Sementara itu, Wakil Bupati Jember Djoko Susanto menilai adanya task force serapan APBD, menggambarkan pejabatnya kurang kompeten.

“Kita tahu bahwa serapan APBD ini kan kegiatan rutin toh, setiap tahun ya begitu dan setiap OPD mempunyai targetnya masing-masing. Dan tentunya program masing-masing OPD itu seharusnya sudah direncanakan dengan baik, kan begitu. Justru pertanyaannya pembentukan task force tadi menggambarkan bahwa pejabatnya tidak proper. Gambarannya pejabat yang tidak proper ya kerjaannya mungkin sibuk membangun citra diri, apalagi dalam rangka pencitraan diri tadi harus menyerap anggaran APBD hanya untuk membayar buzzer, kan ini yang ciloko di situ,” ujar Djoko pada Senin 14 September 2026.

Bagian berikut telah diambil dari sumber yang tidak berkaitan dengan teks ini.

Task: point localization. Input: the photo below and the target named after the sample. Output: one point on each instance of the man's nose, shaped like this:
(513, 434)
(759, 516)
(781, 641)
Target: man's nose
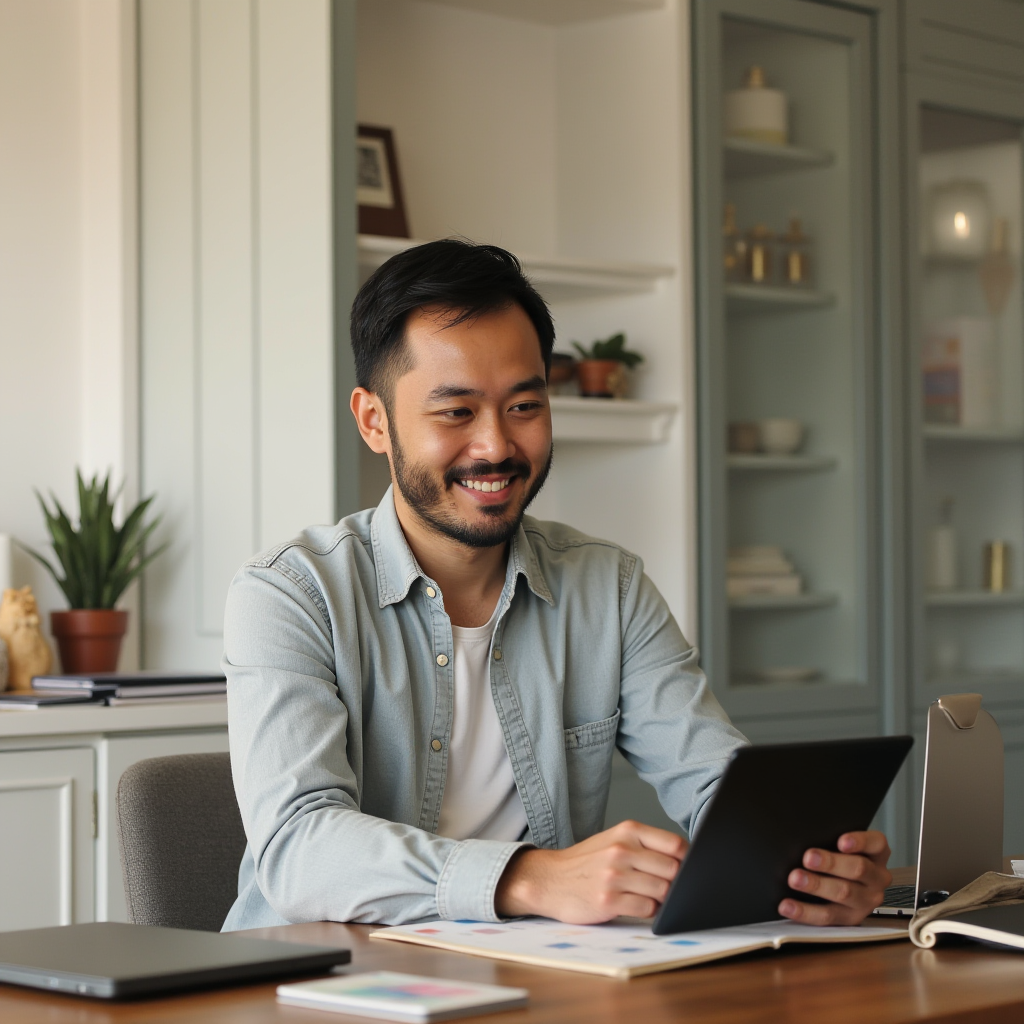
(491, 439)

Djoko melanjutkan, contoh lain pejabat yang kurang kompeten adalah pejabat yang kurang mampu dalam menyusun kebijakan yang tepat.

“Contoh lain pejabat yang tidak proper tadi kebijakannya sering bersifat instan. Jadi ya bikin program ya dadakan aja, tanpa melalui proses perencanaan yang panjang dan baik. Di sisi yang lain, transparansi sejauh mana?,” lanjut Djoko.

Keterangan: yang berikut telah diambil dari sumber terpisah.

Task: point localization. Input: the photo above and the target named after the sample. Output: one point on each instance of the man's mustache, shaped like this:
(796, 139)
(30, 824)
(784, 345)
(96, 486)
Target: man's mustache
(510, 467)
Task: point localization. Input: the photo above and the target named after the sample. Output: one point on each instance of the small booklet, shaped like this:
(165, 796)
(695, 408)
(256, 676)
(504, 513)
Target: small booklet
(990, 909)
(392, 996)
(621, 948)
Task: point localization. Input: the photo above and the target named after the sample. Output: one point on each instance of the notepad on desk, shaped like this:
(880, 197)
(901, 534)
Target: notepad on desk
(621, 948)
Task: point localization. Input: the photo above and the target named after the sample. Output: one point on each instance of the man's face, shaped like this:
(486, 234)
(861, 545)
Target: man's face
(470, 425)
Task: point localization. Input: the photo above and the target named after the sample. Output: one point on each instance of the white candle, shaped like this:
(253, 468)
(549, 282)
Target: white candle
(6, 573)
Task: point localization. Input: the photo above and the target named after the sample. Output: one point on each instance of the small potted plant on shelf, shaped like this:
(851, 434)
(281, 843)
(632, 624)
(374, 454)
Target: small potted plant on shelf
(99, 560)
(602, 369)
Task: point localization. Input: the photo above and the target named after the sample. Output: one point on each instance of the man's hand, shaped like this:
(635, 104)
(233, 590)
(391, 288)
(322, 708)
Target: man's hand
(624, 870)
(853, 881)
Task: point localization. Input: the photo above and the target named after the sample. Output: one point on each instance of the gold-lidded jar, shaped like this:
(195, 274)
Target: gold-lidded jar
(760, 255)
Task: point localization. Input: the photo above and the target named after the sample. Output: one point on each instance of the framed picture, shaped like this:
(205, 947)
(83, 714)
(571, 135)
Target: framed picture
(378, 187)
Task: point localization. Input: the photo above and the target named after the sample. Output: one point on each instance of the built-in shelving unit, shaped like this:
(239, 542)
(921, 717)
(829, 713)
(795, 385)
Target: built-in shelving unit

Kemudian Djoko mempertanyakan pengangkatan pejabat yang terjadi di lingkungan Pemkab Jember, sudahkah menerapkan meritokrasi yang baik dan benar?

“Jadi ciri-ciri pejabat yang tidak proper itu tadi lah kira-kira. Lalu pertanyaannya adalah bagaimana proses dan kriteria dalam rangka mengangkat pejabat tadi? Apakah sudah menerapkan sistem meritokrasi atau standarnya itu menggunakan ‘like and dislike?’. Kemudian pembentukan task force ini menunjukkan perencanaan programnya bermasalah. Lah kalau tidak bermasalah, harusnya kegiatan rutin ya mudah-mudah saja untuk direalisasikan, kan begitu,” tegas Djoko.

Untuk diketahui, dalam Rapat Paripurna ke IV dengan agenda pengesahan Raperda Perubahan APBD Kabupaten Jember 2026, juru bicara Fraksi PDI Perjuangan Jember, Candra Ary Fianto menyampaikan, realisasi APBD Kabupaten Jember utamanya pada belanja modal, baru terealisasi sebesar 22,07 persen per tanggal 11 September 2026.

“Kondisi ini tentu harus menjadi perhatian serius kita bersama. Terlebih pada Perubahan APBD Kabupaten Jember Tahun Anggaran 2026, terdapat tambahan Transfer ke Daerah (TKD) sebesar Rp223 miliar. Karenanya, kami mendorong agar tambahan kapasitas fiskal tersebut mampu terserap dengan maksimal,” ujar Candra dalam pidatonya.

Dalam sidang paripurna tersebut, Fraksi PDI Perjuangan Jember turut menyetujui dengan catatan Raperda Perubahan APBD Kabupaten Jember Tahun Anggaran 2026 untuk disahkan menjadi Perda.